No puedo seguir. Al pensar en estos jóvenes pienso en mi otra hija, la menor. A ella pude irla a ver más temprano a la salida del colegio, que queda cerca. Hoy, más que nunca había que irla a traer. Por miedo. Y eso que hasta ese momento no ocurría el asalto al canal de TV. De eso nos enteramos mientras almorzábamos juntos. Ella está aquí, haciendo sus tareas. Quisiera aislarla, que no se entere de lo que pasa para que no se preocupe tanto. Pero no puedo apagar la tele, pues la crisis de la toma del canal implica una transmisión ininterrumpida, que deja oír de fondo sonidos de sirenas, helicópteros, detonaciones y gritos.
Y aunque pudiera bajar el volumen, ella tiene un teléfono móvil. De pronto, se levanta de su silla, viene a mi escritorio y me muestra una foto que un compañero envió al chat del curso. Allí se ve a tres hombres armados que apuntan a civiles, tirados boca abajo en el piso de una estación del recientemente inaugurado Metro de Quito. Miro la foto, busco señales de fotomontaje, de que es un caso en otro país. Nada. Es foto real. Es aquí, en una estación del sur de Quito. Déjame averiguar, le digo, con la mayor calma posible. Busco y encuentro que la imagen es real, pero de un simulacro hecho en días pasados. Le cuento a mi hija y le pido que les avise a sus compañeros. Le sonrío mientras pienso “malditas fake news”.

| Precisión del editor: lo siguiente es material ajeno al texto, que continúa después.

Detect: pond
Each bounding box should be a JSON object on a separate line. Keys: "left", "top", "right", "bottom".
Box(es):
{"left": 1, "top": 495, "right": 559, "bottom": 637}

Vuelvo a concentrarme. O lo intento. Esos grupos delictivos luchan hasta ahora por ser los amos y señores de un territorio que nadie más pueda tocar. Los más grandes procuran controlarlo todo. Los asesinatos que se desataron en Ecuador, en las calles y en las cárceles, desde finales de la década pasada, obedecen en buena medida a esas disputas.
Pero, las bandas entendieron desde hace mucho que, para ganar, para seguir operando y creciendo, no solo deben vencer a sus rivales en las calles: deben también evitar los operativos en su contra, extenderse a otras líneas de acción (como la minería ilegal, la extorsión, el secuestro, la trata de personas) y garantizarse la impunidad si los atrapan. Entendieron entonces que debían adueñarse de las instituciones de control.
Todavía no están juntas. Mi esposa dice que aún no llega al punto de encuentro con mi hija mayor. Hay un caos vehicular en la ciudad. No fuimos los únicos que creímos que hoy había que volver a casa lo más pronto posible. Todo ha cambiado en este infausto día. Son las 16:00 y los locales comerciales han cerrado. Por fortuna, la crisis del canal de TV, que a todos nos tenía en vilo, ha terminado. La Policía controló la situación y hay 13 detenidos.
Por la tele escucho que el Gobierno suspende las clases presenciales. Mi hija menor oye esa noticia y me muestra un pulgar para arriba. Qué alivio, me digo, pero también, qué triste.